The compound is quiet these days – quieter than it has been in years. We lost the senior member of our protective unit, Senior Special Agent Cherokee (retired) on 6 May 13. She went out like a trooper, strong and in charge until the end when Rev. handed Cherokee’s spirit over to our angelic agent at Rainbow Bridge, Special Agent Shirley. I was in the room when the chain of custody took place, and it was the most peaceful moment I have ever seen.
But back at the compound things are kind of confusing. Even though she was old and retired, I had no idea of everything she still kept track of. Sounds outside – sounds inside – I never realized how noisy the house was. Strange clicks from the furnace. People dropping off bottles of white and brown liquid in the middle of the night. Should I bark? Should I observe?Should I send out a surveillance team? What would Cherokee do (WWCD)? I don’t remember her sounding an alarm at zero dark thirty. Or did I just sleep through it? It is so confusing.

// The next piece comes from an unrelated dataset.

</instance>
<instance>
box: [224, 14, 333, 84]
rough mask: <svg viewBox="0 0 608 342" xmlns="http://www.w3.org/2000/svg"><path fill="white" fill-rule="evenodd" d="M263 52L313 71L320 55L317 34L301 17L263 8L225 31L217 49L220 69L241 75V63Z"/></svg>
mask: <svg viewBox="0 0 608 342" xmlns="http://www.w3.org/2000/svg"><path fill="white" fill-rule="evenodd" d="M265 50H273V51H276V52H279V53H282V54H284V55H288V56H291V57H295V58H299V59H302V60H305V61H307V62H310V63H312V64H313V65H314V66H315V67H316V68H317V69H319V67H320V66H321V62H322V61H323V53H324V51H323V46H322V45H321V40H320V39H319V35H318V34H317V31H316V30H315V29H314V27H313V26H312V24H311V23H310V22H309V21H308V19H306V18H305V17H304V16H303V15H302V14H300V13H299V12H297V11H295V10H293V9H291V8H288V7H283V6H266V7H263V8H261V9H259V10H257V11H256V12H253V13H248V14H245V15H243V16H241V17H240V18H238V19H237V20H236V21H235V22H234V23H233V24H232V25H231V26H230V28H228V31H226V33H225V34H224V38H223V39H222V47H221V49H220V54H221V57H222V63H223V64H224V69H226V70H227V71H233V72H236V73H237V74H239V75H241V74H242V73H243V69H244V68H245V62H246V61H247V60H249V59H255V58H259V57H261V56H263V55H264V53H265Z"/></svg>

Supervisory Agent Ruach says to chill – if anything was wrong the Rev. would take care of it. But I’m suppose to take care of the Rev. I feel I’m spread too thin. Sappers are going to get through the lines. Maybe we need reinforcements – another set of eyes and ears at the gate.
When our visiting strategist, Rebecca came to meet with us to do an after-action report, I could feel Cherokee’s spirit again. A calm settled over me. But dang it,she doesn’t stay. We have to learn how to deal with the draw-down of troops. I don’t want to be in charge of anything – the compound and the Rev. We need to come up with a better battle plan.
We will soldier on – might need to get creative. I for one will never forget our fallen comrade – 21 guns to you Cherokee. We’ll rendezvous at the Bridge.